ICAR-Indian Agricultural Statistics Research Institute, Indian Council of Agricultural Research, New Delhi 110012, India.
ICAR-National Institute for Plant Biotechnology, Indian Council of Agricultural Research, New Delhi 110012, India.
Int J Mol Sci. 2022 Jan 30;23(3):1612. doi: 10.3390/ijms23031612.
MicroRNAs (miRNAs) play a significant role in plant response to different abiotic stresses. Thus, identification of abiotic stress-responsive miRNAs holds immense importance in crop breeding programmes to develop cultivars resistant to abiotic stresses. In this study, we developed a machine learning-based computational method for prediction of miRNAs associated with abiotic stresses. Three types of datasets were used for prediction, i.e., miRNA, Pre-miRNA, and Pre-miRNA + miRNA. The pseudo -tuple nucleotide compositional features were generated for each sequence to transform the sequence data into numeric feature vectors. Support vector machine (SVM) was employed for prediction. The area under receiver operating characteristics curve (auROC) of 70.21, 69.71, 77.94 and area under precision-recall curve (auPRC) of 69.96, 65.64, 77.32 percentages were obtained for miRNA, Pre-miRNA, and Pre-miRNA + miRNA datasets, respectively. Overall prediction accuracies for the independent test set were 62.33, 64.85, 69.21 percentages, respectively, for the three datasets. The SVM also achieved higher accuracy than other learning methods such as random forest, extreme gradient boosting, and adaptive boosting. To implement our method with ease, an online prediction server "ASRmiRNA" has been developed. The proposed approach is believed to supplement the existing effort for identification of abiotic stress-responsive miRNAs and Pre-miRNAs.
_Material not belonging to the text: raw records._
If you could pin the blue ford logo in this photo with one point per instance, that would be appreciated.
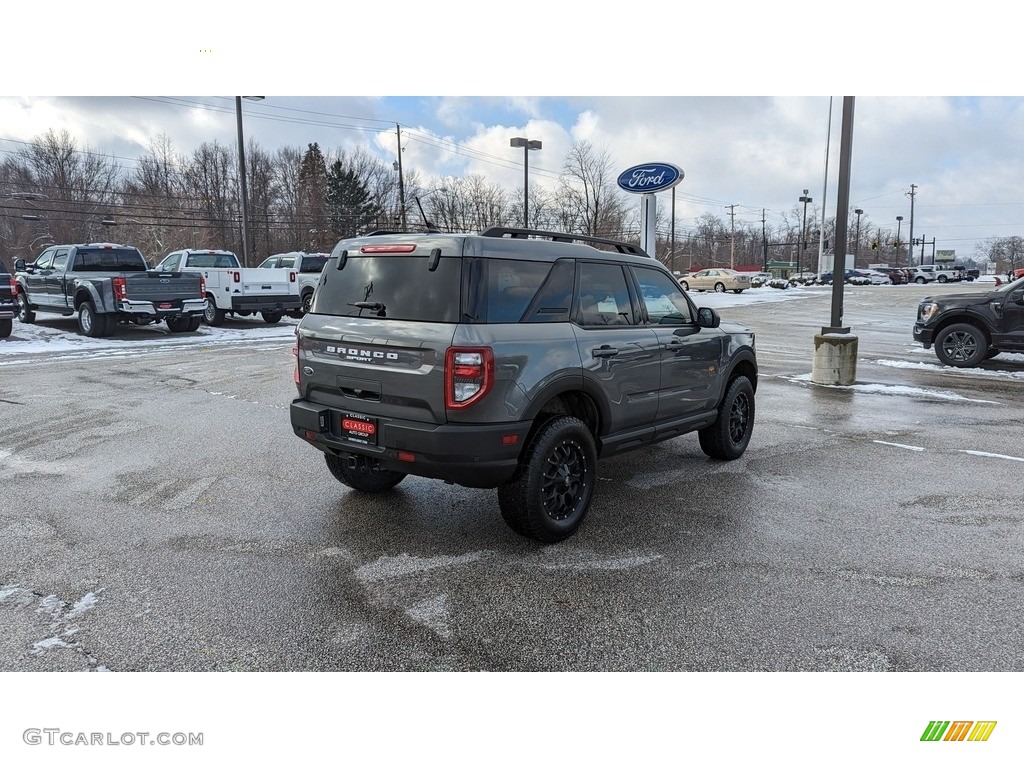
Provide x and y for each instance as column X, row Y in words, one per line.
column 650, row 177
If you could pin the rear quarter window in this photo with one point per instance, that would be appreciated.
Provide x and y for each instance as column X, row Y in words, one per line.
column 389, row 287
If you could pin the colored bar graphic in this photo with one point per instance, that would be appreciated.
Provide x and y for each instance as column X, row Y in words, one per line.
column 935, row 730
column 982, row 730
column 958, row 730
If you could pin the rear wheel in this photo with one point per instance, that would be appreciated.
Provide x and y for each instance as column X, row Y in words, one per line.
column 961, row 345
column 728, row 436
column 25, row 312
column 363, row 474
column 90, row 323
column 548, row 498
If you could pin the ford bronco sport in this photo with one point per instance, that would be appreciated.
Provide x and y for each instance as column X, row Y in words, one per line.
column 512, row 359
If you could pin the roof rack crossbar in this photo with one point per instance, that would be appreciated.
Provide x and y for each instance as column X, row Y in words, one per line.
column 519, row 232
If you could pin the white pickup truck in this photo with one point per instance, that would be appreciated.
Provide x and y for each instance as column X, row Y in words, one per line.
column 231, row 289
column 308, row 265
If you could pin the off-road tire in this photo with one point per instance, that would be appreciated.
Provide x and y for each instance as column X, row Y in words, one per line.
column 25, row 311
column 728, row 436
column 212, row 315
column 961, row 345
column 365, row 476
column 550, row 494
column 90, row 323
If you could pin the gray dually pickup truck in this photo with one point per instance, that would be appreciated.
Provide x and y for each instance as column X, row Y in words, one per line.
column 107, row 284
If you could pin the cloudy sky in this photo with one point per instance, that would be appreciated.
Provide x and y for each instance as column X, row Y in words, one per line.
column 723, row 98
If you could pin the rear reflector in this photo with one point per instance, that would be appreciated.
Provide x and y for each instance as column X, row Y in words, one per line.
column 388, row 249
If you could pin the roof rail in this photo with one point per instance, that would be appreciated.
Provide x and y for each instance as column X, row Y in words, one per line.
column 517, row 232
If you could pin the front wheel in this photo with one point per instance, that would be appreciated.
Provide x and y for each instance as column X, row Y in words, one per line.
column 25, row 312
column 363, row 474
column 962, row 345
column 548, row 498
column 728, row 436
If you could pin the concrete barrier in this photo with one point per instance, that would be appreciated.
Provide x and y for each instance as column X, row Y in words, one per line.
column 835, row 359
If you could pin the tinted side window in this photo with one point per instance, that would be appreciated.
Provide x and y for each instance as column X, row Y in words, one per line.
column 510, row 288
column 554, row 299
column 663, row 297
column 391, row 287
column 604, row 300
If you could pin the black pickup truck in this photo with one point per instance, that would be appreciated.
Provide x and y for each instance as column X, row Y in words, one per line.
column 7, row 306
column 107, row 284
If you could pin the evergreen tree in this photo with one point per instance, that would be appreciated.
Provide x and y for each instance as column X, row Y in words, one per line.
column 352, row 209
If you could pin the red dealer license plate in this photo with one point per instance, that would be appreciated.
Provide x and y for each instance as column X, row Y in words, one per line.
column 359, row 428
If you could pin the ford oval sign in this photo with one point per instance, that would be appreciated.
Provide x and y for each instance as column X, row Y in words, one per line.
column 650, row 177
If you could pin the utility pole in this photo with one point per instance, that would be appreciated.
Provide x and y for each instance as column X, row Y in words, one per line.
column 401, row 180
column 764, row 241
column 910, row 195
column 732, row 236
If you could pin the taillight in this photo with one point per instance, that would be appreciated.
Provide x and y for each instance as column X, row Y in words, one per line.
column 469, row 374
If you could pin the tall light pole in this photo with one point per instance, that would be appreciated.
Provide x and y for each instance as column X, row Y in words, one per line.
column 856, row 245
column 244, row 186
column 803, row 232
column 526, row 145
column 899, row 223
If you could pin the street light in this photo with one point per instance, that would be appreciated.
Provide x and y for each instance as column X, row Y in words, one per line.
column 856, row 245
column 242, row 178
column 526, row 145
column 803, row 232
column 899, row 223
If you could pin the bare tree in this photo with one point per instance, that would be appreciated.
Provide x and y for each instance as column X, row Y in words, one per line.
column 589, row 196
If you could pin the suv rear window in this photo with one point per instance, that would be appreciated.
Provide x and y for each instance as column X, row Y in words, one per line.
column 392, row 287
column 110, row 259
column 312, row 263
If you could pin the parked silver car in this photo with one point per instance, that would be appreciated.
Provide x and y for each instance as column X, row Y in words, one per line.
column 719, row 281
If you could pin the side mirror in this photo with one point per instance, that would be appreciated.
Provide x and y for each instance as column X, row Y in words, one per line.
column 708, row 317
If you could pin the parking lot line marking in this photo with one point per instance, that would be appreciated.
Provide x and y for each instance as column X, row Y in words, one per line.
column 899, row 444
column 993, row 456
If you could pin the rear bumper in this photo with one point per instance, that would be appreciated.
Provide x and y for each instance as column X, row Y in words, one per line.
column 178, row 306
column 471, row 455
column 924, row 335
column 275, row 303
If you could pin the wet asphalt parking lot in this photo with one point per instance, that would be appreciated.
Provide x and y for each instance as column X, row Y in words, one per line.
column 158, row 514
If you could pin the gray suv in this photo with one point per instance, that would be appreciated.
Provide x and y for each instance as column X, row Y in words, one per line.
column 513, row 359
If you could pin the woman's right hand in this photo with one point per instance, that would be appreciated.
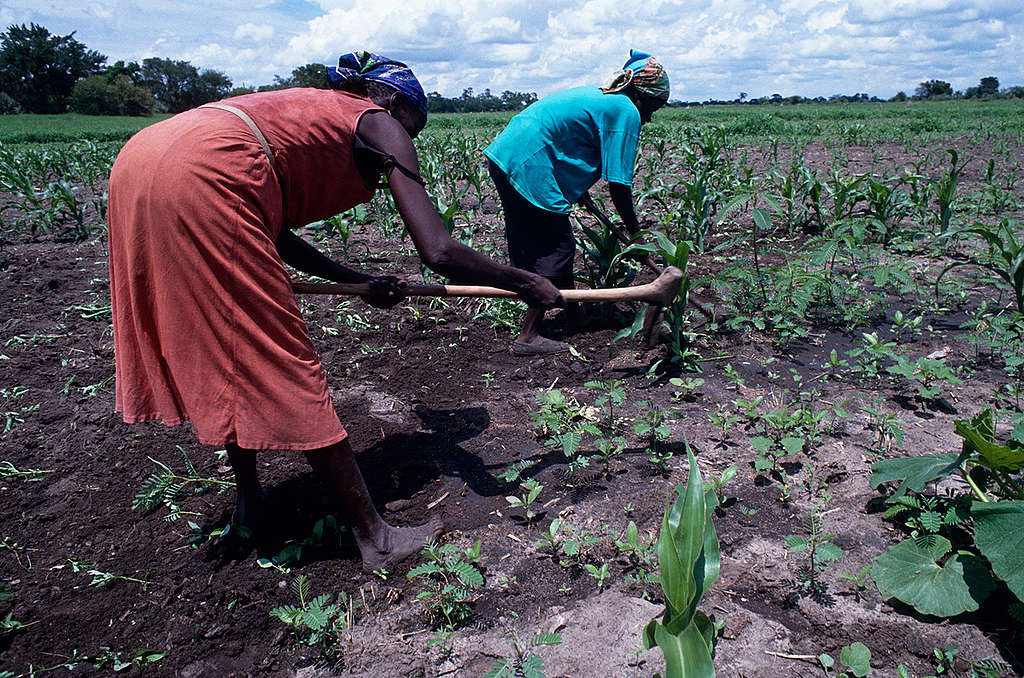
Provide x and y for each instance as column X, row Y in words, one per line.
column 540, row 292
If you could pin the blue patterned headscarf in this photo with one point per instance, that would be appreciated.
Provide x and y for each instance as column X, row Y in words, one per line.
column 642, row 72
column 367, row 66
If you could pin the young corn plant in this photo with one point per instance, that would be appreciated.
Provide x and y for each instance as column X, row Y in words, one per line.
column 446, row 582
column 530, row 490
column 689, row 560
column 672, row 253
column 1005, row 256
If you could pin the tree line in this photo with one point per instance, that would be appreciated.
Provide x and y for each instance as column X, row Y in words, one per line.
column 934, row 90
column 45, row 73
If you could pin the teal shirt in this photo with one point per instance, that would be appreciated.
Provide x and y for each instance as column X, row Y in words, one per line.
column 559, row 146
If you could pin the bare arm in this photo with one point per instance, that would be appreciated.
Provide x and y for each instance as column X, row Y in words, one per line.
column 437, row 249
column 301, row 255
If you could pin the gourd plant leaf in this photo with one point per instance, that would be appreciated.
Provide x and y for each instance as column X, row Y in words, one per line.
column 912, row 574
column 977, row 435
column 998, row 532
column 913, row 472
column 857, row 659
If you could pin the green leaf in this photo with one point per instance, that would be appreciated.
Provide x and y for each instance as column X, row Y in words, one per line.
column 913, row 472
column 913, row 575
column 857, row 659
column 546, row 639
column 686, row 654
column 828, row 552
column 998, row 532
column 532, row 667
column 993, row 455
column 793, row 446
column 796, row 544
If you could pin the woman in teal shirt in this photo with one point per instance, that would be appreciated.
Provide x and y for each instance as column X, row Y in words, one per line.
column 548, row 158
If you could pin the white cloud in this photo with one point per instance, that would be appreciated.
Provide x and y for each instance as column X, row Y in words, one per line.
column 712, row 48
column 253, row 32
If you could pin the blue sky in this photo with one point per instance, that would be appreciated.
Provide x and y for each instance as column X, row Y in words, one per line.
column 712, row 48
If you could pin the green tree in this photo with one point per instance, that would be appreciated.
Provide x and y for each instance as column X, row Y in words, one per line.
column 39, row 70
column 310, row 75
column 988, row 86
column 178, row 86
column 131, row 70
column 932, row 88
column 99, row 95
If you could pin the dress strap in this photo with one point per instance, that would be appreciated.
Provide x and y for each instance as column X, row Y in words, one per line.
column 390, row 162
column 252, row 125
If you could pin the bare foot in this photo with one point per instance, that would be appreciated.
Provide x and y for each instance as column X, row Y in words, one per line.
column 250, row 510
column 396, row 545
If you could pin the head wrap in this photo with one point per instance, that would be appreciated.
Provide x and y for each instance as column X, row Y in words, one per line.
column 642, row 72
column 367, row 66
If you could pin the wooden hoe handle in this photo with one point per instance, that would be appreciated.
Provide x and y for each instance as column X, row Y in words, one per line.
column 660, row 291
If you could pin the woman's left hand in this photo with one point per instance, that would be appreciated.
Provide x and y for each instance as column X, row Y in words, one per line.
column 385, row 291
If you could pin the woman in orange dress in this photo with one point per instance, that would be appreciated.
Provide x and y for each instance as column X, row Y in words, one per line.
column 206, row 326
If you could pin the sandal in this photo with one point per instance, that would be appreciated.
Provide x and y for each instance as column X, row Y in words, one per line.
column 542, row 347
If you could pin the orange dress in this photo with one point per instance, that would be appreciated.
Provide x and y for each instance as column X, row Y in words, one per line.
column 206, row 327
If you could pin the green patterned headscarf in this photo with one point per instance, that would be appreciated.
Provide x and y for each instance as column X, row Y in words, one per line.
column 642, row 72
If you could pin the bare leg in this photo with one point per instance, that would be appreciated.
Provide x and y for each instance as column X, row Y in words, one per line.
column 249, row 504
column 529, row 333
column 380, row 545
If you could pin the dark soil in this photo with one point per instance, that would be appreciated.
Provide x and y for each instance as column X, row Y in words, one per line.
column 437, row 407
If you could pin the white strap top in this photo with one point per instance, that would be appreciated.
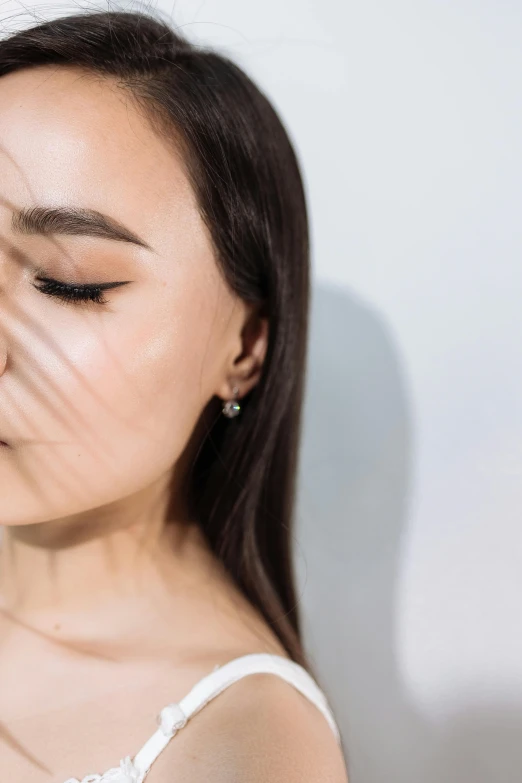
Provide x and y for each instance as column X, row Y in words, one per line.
column 174, row 716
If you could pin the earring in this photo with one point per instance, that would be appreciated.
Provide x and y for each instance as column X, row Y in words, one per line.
column 231, row 408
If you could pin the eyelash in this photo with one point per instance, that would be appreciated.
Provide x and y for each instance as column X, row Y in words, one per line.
column 76, row 294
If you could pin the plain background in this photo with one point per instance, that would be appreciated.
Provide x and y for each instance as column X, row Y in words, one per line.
column 407, row 118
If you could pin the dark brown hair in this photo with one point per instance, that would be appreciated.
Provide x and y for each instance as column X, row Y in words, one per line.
column 246, row 177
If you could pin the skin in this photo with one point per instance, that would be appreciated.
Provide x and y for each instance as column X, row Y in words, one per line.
column 101, row 602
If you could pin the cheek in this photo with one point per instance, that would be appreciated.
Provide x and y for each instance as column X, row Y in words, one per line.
column 118, row 399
微小 RNA(miRNAs)在植物应对不同非生物胁迫中发挥着重要作用。因此,鉴定非生物胁迫响应 miRNAs 在作物育种计划中具有重要意义,可培育出对非生物胁迫具有抗性的品种。在本研究中,我们开发了一种基于机器学习的计算方法,用于预测与非生物胁迫相关的 miRNAs。我们使用了三种类型的数据集进行预测,即 miRNA、Pre-miRNA 和 Pre-miRNA+miRNA。为每个序列生成伪元组核苷酸组成特征,将序列数据转换为数值特征向量。使用支持向量机(SVM)进行预测。miRNA、Pre-miRNA 和 Pre-miRNA+miRNA 数据集的接收器操作特性曲线下面积(auROC)分别为 70.21%、69.71%和 77.94%,精确召回曲线下面积(auPRC)分别为 69.96%、65.64%和 77.32%。对于三个数据集,独立测试集的总体预测准确率分别为 62.33%、64.85%和 69.21%。SVM 也比随机森林、极端梯度提升和自适应提升等其他学习方法具有更高的准确性。为了方便地实现我们的方法,我们开发了一个在线预测服务器“ASRmiRNA”。该方法有望补充现有识别非生物胁迫响应 miRNAs 和 Pre-miRNAs 的方法。